In at least two ways, the book is bold and courageous. By taking the history right up to the present, McMillen enters the uncertain and still developing field of contemporary health policy, ripe as it is with scientific and political tension. “Our stories end,” he writes towards the end of the book, but not this one. The history of tuberculosis control cannot easily be wrapped up. The historian has left his comfort zone, and rather than deciding on the significance of what happened, McMillen needs to reflect on this uncertainty in his brief conclusion.

Also, the book is genuinely transnational. McMillen brings the reader to Kenya, to South Africa, to India, to Indian reservations in the US, and of course to London, Paris, and Geneva, where organizations such as the British Medical Research Council, The International Union Against Tuberculosis, and the WHO had their headquarters. The remarkable ease with which McMillen is able to move from one place to the other, to approach the global network of TB experts from a variety of entry points — one might say that he is treading the paths of the likes of Johannes Holm, Wallace Fox, and Karel Styblo — is one of the major achievements of the book.

The transnational perspective really works when it reveals the connections between the MRC in London and its activities in Madras and Nairobi. And when Johannes Holm turns up as being in charge of BCG vaccination in India in one chapter, while in another he speaks about the shortcomings of chemotherapy in Africa as leader of the IUAT. We understand the nature and the dynamics of the expert networks that made up international health in the 1950s and 60s, when results from a trial in one area are used or — just as often — neglected in another. The fact that McMillen’s history is set in so many locations also enables him to expose with particular force what is perhaps the most severe flaw in modern TB control: that drug resistance was known and debated in Kenya — among other places — in the 1950s, but was neglected in Geneva for decades and came back with a vengeance to create the contemporary global mess known as multidrug-resistant (MDR) TB.

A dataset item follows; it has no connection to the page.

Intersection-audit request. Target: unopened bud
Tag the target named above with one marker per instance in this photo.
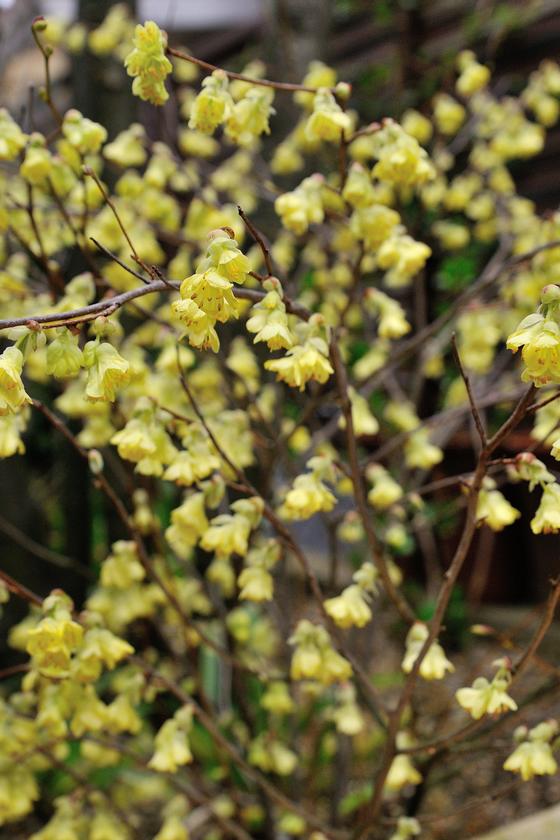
(95, 460)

Yet, such achievements of the transnational perspective do not come without costs, and since I have made different — and more conventional — choices in my own writings about TB control, I take the opportunity to ask what might be lost when the historian casts off his or her geographical moorings. McMillen has a chapter on resistance to the BCG vaccine in India in the 1950s (which is based on research McMillen and I did together in very fruitful cooperation). While this is certainly an interesting episode in the history of global TB control and deserves a chapter in the book, do we miss a fuller Indian context of this episode? This is a question worth asking. In a similar vein, I was struck by McMillen’s bold assertion that decolonization was of minor importance to the efforts to develop TB control in Kenya. Could this really be? McMillen is clearly (and rightly) puzzled not to find any references to this substantial political change in the writings of those involved in TB control. But maybe he did not look from the right angle? Would a more conventional perspective, which would embed TB control more firmly in Kenyan history, have revealed that even if the TB experts did not mention decolonization, it still had a profound impact? Put in a different way, I suspect that one of the losses of the transnational perspective — exciting and revealing as it might be — is a solid understanding of the more durable state and public health structures in places like India and Kenya. Even if the transnational is currently in vogue, national structures and their development over time might still be important.

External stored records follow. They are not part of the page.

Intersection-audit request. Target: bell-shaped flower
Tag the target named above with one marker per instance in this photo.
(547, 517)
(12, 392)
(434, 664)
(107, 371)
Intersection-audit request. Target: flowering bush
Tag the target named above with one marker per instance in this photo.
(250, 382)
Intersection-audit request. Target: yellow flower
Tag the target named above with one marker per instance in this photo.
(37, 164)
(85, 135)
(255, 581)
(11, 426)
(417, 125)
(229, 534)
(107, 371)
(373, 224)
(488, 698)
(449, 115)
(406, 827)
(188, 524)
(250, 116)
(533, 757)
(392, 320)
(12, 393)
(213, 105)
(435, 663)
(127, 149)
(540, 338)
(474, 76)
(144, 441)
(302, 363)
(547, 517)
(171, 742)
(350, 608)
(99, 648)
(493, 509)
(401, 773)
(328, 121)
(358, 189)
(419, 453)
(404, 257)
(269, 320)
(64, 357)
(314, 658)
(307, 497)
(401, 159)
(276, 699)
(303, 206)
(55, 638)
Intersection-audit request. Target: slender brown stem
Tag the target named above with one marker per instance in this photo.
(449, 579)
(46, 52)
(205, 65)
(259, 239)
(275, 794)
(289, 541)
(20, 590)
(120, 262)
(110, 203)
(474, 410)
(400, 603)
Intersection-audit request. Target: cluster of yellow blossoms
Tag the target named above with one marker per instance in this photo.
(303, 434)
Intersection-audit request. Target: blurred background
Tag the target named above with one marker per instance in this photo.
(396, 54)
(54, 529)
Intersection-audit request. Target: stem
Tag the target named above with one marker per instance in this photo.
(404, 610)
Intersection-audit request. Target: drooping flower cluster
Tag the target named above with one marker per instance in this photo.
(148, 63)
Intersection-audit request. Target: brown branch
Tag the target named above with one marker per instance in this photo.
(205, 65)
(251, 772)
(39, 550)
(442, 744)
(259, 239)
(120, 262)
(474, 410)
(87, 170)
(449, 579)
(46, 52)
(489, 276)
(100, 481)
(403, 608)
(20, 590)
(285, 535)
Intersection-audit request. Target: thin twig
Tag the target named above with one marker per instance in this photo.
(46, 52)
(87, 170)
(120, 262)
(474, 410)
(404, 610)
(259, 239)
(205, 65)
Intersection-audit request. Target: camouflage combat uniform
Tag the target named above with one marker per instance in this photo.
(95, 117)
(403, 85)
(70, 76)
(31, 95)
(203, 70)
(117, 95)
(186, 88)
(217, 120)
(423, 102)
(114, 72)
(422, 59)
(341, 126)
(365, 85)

Alas, you cannot accommodate all contexts into one account. I am thrilled that McMillen has produced such a bold account that takes us virtually around the globe. The history of tuberculosis control deserved such a book. Now it has got it.


Niels Brimnes is Associate Professor at the Department of History, Aarhus University. He has written articles on TB control and BCG vaccination and expects to publish Languished Hopes: Tuberculosis, the State and International Assistance in Twentieth-Century India with Orient Blackswan in 2016.